Using self-timed interconnect to accelerate SoC timing closure
Timing closure is one of the major problems faced by SoC designers. The inclusion of several, often diverse, IP cores that need to communicate with each other on a chip makes it difficult for a designer to meet the complex timing requirements between these cores.
Furthermore, as process nodes shrink, process variability becomes a more important consideration, adding to the difficulty of designing a high-yielding chip that successfully meets its performance specifications.

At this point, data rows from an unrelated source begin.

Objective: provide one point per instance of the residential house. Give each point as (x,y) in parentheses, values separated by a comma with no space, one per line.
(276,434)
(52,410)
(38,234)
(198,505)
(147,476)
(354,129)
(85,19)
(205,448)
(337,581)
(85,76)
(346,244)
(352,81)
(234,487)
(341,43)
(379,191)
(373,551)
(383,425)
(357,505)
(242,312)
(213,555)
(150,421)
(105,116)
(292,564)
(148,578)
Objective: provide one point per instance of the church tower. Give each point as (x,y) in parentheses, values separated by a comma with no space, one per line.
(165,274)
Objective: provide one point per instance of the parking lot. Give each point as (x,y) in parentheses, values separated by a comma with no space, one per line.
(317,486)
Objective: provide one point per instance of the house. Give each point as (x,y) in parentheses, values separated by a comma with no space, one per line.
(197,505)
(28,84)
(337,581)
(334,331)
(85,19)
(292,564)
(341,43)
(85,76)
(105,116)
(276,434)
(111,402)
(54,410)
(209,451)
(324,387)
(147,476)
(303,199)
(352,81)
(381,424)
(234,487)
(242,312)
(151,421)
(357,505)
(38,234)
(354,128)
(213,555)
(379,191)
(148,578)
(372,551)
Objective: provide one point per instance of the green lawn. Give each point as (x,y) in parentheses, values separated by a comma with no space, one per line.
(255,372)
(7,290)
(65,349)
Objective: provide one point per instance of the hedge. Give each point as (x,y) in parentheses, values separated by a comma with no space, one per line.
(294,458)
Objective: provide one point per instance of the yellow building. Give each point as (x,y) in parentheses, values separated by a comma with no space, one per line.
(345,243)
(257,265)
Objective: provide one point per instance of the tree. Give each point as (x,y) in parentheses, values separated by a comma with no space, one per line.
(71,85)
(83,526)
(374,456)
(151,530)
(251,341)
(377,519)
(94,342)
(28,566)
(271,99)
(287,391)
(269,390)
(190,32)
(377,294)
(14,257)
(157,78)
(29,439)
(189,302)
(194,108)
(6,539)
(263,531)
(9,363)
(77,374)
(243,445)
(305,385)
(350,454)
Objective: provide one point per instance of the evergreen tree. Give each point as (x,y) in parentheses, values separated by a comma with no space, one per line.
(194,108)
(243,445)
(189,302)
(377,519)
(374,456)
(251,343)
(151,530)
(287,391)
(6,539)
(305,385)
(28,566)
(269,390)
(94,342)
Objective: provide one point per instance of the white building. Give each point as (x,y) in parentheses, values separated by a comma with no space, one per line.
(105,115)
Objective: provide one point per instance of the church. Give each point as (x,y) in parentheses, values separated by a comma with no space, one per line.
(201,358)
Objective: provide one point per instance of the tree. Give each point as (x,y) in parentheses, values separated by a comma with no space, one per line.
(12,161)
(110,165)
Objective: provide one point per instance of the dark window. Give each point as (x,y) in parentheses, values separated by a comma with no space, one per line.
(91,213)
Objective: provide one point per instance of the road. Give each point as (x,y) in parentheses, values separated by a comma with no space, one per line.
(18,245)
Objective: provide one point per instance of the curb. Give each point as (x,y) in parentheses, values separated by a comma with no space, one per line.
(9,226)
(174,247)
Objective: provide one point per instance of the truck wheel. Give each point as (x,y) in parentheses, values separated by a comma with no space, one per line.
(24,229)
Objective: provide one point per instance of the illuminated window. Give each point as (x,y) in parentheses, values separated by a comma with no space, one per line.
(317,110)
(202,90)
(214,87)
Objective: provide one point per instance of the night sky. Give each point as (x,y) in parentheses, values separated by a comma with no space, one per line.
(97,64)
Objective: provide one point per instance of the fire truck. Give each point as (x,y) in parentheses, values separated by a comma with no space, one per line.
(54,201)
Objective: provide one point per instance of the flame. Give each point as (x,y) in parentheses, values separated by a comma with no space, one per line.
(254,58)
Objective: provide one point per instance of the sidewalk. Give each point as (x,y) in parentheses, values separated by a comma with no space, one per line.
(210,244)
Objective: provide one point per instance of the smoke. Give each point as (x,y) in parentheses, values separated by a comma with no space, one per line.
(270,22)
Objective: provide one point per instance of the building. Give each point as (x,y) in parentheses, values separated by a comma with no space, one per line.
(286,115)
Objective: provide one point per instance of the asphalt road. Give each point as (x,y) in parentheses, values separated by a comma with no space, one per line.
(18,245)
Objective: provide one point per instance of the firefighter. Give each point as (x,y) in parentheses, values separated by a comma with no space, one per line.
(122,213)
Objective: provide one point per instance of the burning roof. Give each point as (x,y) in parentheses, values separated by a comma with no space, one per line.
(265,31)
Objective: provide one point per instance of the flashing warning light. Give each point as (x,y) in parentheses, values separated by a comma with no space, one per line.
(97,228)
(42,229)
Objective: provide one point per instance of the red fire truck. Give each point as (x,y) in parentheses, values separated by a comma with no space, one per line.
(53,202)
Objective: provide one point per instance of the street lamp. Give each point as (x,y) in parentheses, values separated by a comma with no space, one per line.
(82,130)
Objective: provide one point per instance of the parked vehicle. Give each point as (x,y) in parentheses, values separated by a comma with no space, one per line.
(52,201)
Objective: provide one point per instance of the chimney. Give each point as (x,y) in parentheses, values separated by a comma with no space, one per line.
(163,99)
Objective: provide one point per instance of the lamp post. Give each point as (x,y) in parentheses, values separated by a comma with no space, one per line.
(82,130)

The problems facing timing closure are exacerbated by clock tree balancing, clock skew and jitter, as well as low-power techniques, including clock-gating and numerous clock domains. Thus the issue becomes dramatically more difficult to overcome as the industry migrates to deeper and deeper submicron technology. While a synchronous (clock-based) chip-design methodology has served the semiconductor industry well in the past, it has run out of steam for today’s leading-edge SoC designs. It is time to look at self-timed (clock-less) interconnect as a way of overcoming the critical timing-closure problem.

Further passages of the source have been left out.